If you don’t have agave syrup on hand, take a tip from bartenders and make a quick simple syrup by briefly boiling equal parts sugar and water in a pan. You can flavor the simple syrup with lavender, as the folks at the Hungry Cat do, or with other herbs or spices (a trick used by pastry chefs as well as bartenders).
Use ripe fruit for aguas frescas, even fruit that’s slightly past its prime. You’re throwing it in the blender, after all, and you want the sweet rich notes of the fruit rather than its perfect appearance.
At his two Loteria Grills, the original at the Farmers Market on Fairfax and the newly opened restaurant in Hollywood, chef-owner Jimmy Shaw -- born and raised in Mexico City -- prominently displays the glass vitroleros.
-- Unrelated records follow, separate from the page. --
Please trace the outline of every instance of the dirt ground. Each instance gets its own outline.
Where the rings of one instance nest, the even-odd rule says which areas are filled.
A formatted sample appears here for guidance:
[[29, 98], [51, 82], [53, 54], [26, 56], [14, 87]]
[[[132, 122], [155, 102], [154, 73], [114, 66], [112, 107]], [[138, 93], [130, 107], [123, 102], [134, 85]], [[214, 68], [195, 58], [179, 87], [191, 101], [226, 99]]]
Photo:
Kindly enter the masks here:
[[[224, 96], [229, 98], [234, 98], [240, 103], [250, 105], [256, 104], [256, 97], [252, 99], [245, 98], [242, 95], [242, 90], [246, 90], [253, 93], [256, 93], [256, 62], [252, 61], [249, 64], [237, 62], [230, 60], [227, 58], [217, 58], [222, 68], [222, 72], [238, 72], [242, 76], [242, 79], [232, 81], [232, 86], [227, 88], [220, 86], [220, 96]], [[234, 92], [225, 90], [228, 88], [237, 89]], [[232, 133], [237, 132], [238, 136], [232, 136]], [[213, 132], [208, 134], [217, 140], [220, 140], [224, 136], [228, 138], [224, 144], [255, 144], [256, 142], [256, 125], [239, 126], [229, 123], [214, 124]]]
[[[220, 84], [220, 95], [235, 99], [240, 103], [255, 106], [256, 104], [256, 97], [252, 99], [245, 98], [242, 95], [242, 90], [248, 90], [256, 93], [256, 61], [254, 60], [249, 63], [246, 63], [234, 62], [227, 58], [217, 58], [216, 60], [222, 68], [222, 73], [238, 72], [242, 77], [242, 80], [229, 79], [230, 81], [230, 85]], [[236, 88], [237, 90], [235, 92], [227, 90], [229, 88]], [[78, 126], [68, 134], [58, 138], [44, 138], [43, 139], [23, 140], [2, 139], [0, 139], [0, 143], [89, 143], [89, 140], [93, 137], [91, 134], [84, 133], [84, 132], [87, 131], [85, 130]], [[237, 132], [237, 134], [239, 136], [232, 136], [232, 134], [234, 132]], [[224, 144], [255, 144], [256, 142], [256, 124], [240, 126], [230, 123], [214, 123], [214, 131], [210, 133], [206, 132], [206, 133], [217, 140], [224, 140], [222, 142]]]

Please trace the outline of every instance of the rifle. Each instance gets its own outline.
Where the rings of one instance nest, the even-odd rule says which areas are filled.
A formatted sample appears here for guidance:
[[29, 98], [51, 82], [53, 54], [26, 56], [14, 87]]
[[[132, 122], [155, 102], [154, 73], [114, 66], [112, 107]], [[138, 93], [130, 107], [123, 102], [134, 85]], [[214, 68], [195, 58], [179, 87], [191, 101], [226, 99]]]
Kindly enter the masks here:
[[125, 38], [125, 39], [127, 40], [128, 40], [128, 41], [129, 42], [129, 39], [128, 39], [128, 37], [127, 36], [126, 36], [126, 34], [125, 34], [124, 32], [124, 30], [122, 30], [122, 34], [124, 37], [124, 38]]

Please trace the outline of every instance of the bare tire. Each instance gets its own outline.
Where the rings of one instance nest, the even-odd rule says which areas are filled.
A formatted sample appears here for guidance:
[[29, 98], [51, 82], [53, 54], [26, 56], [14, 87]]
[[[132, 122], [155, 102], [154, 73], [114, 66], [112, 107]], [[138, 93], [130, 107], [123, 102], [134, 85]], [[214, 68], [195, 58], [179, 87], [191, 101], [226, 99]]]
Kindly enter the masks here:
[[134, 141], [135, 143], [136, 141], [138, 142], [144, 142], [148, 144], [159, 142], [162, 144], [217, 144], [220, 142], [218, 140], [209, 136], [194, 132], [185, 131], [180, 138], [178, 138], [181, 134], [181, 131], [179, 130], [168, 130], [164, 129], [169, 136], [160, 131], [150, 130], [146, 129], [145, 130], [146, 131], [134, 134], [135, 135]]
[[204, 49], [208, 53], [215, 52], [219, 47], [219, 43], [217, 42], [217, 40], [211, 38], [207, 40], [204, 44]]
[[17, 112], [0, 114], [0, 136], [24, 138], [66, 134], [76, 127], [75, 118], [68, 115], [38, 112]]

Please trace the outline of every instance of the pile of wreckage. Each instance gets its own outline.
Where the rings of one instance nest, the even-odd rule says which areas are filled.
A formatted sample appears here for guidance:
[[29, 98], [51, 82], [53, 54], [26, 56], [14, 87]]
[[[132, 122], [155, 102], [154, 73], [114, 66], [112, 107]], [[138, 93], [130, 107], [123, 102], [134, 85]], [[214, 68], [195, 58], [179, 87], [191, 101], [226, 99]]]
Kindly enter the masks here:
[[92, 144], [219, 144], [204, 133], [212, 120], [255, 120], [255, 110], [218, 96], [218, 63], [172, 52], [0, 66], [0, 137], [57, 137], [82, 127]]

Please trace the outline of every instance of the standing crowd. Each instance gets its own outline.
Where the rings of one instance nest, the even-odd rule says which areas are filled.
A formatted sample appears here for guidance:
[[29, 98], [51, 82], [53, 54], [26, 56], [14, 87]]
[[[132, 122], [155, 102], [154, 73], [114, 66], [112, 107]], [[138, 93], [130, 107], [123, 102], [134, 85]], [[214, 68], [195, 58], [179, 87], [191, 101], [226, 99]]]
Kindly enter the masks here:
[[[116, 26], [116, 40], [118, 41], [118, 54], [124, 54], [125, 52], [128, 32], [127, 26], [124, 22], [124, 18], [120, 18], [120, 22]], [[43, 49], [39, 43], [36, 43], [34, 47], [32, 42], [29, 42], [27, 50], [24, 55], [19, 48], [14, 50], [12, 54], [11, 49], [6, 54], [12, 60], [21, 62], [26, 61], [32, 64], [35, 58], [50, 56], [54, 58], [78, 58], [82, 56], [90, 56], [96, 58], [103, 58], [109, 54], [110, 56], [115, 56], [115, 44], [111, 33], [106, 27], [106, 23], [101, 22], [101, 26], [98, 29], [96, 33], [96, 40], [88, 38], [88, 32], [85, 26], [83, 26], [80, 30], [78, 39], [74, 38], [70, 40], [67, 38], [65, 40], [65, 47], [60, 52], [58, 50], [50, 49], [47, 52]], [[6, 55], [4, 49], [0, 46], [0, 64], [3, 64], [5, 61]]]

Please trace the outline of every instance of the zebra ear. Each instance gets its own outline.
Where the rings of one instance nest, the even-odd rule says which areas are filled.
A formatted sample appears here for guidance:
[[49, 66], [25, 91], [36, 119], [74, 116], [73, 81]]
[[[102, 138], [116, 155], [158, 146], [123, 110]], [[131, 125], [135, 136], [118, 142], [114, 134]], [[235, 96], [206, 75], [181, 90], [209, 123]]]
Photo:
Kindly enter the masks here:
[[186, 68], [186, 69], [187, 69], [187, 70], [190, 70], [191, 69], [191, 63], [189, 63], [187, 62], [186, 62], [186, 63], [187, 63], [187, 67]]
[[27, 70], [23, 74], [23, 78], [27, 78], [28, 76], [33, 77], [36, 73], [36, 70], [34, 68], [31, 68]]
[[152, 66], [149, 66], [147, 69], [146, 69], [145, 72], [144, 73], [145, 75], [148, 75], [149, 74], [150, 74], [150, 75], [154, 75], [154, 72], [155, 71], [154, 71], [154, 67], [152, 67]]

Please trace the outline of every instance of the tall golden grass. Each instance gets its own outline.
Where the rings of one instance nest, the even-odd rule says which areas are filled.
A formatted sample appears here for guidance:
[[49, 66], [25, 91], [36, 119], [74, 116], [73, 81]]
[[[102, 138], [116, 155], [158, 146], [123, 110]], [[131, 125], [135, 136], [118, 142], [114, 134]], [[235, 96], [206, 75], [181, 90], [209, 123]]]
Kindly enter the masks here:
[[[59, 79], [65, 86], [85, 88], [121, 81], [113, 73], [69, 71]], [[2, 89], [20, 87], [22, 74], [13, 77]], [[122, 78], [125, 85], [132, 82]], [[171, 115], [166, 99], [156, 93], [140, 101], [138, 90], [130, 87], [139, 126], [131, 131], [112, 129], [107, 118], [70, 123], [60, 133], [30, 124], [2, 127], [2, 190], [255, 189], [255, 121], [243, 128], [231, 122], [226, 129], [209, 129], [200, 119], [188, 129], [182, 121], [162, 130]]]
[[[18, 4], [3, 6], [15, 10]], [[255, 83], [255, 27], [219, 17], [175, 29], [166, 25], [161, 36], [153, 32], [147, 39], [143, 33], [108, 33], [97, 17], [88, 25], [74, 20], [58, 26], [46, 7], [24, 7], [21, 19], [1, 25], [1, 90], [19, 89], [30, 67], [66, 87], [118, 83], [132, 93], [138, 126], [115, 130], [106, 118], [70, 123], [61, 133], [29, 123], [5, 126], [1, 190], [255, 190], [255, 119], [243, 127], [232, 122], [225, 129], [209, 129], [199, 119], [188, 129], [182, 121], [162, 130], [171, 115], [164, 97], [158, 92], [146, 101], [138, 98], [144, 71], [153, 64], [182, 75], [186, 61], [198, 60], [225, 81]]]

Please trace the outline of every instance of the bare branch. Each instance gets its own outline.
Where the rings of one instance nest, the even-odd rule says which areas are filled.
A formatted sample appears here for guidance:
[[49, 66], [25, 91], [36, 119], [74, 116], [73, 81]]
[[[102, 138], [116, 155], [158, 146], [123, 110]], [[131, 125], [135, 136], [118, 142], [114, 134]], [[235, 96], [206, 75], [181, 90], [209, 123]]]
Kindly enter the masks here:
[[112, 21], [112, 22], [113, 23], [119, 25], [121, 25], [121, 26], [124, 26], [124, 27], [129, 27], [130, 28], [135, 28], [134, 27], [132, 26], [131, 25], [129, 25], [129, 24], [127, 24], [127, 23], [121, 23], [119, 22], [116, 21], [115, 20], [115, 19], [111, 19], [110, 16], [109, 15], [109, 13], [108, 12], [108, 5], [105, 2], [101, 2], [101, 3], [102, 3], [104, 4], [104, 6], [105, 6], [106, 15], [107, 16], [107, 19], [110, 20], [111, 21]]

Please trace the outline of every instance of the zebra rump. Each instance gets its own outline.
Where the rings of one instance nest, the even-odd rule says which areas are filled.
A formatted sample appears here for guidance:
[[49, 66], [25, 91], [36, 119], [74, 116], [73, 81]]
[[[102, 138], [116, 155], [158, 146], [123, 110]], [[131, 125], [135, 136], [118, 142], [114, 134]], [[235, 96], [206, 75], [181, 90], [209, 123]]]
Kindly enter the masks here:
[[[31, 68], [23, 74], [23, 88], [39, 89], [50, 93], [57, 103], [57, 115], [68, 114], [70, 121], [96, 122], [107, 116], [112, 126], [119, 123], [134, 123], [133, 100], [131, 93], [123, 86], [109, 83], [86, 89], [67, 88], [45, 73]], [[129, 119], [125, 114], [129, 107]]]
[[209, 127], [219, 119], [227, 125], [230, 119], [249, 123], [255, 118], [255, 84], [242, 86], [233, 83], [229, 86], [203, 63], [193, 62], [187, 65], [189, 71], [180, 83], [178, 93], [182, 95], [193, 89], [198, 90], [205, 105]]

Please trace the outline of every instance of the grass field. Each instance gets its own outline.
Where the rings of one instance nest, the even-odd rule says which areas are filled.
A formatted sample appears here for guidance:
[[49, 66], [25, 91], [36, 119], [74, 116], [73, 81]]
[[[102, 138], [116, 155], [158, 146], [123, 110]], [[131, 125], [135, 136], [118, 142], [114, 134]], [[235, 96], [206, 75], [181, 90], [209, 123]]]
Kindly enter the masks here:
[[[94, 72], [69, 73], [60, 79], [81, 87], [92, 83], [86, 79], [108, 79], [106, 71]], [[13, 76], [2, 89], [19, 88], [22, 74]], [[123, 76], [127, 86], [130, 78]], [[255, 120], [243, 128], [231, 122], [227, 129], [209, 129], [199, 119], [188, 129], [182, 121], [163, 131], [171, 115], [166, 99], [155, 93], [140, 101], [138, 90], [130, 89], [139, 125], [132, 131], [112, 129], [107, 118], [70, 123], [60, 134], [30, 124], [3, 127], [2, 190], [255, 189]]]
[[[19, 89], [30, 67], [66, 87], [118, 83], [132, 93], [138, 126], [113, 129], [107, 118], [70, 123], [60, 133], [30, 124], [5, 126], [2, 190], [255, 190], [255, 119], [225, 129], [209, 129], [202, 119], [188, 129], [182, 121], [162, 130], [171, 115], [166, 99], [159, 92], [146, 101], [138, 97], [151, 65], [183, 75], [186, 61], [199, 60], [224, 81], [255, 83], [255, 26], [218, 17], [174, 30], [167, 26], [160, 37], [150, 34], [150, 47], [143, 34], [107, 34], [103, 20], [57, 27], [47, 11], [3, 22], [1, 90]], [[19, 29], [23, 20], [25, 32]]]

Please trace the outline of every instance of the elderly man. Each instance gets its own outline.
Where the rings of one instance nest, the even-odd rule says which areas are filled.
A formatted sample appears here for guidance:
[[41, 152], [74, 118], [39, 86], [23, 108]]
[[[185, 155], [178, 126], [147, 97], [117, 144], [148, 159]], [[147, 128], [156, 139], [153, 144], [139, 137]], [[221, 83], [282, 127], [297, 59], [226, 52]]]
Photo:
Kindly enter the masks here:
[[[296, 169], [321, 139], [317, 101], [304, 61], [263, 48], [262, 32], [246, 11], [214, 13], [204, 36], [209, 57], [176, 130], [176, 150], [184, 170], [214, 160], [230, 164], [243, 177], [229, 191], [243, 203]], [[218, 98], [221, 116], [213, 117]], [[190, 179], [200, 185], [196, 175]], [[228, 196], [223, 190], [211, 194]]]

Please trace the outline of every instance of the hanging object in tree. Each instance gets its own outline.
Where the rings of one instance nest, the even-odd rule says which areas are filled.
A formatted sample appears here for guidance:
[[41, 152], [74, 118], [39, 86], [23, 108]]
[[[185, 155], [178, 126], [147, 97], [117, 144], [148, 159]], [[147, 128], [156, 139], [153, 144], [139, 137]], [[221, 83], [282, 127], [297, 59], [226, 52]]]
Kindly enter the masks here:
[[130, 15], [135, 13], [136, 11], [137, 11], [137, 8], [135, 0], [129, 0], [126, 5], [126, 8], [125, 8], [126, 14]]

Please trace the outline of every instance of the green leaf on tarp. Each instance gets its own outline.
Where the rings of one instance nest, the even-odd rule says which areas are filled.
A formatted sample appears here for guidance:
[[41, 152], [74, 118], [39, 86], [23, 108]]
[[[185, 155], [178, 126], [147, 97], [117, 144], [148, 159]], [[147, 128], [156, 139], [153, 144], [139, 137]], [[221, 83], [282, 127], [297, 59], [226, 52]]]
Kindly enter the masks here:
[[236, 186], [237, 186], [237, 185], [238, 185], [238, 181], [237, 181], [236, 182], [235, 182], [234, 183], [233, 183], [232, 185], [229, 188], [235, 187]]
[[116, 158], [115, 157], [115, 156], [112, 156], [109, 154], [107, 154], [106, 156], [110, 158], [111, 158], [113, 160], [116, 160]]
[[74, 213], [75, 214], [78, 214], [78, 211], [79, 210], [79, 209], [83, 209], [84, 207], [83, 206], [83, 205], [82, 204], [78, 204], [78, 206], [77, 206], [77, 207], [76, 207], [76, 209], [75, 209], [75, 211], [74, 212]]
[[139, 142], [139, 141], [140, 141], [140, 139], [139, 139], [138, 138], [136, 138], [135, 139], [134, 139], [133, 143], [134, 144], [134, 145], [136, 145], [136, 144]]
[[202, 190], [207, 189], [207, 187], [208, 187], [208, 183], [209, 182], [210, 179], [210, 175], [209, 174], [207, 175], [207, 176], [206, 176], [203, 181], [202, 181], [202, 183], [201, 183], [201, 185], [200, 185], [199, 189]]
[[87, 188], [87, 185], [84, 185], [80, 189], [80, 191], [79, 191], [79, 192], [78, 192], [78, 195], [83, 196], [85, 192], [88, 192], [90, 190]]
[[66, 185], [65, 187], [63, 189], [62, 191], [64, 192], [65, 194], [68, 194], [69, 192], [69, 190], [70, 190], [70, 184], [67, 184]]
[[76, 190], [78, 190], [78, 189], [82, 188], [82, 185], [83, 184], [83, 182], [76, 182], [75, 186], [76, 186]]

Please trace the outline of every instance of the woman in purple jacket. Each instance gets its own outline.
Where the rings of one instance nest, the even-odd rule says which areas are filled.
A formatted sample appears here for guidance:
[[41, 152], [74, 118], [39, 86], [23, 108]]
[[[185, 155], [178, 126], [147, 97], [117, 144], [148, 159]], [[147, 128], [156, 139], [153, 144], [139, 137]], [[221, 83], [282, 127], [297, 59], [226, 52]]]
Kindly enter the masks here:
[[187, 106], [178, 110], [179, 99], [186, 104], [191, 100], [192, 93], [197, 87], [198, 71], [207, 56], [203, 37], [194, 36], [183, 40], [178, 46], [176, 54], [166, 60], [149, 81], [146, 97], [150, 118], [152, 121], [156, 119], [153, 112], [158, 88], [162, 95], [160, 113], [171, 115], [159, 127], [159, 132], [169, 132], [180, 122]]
Shaw combines a traditionalist’s approach and a chef’s creative flair when making his aguas. He’s outfitted his classic jars with spigots; he spikes his cucumber-lime agua with Serrano chile and a little salt. On a recent night behind the stoves of his new kitchen, Shaw shared a favorite trick. Make two batches of your favorite agua, he suggests, and freeze one batch in ice cube trays to use when serving. The agua fresca cubes won’t dilute the drink.
Improvisation (“Mexico is a land of masking tape and wire,” Shaw says) is as key an element as seasonality when making aguas frescas, so use whatever fruit you have handy. A ripe pineapple or papaya, a few pints of blackberries.
Then blend and balance out the flavors with a little sweetener, maybe some lemon or lime. Take the edge off your summertime thirst by tasting your agua as you make it.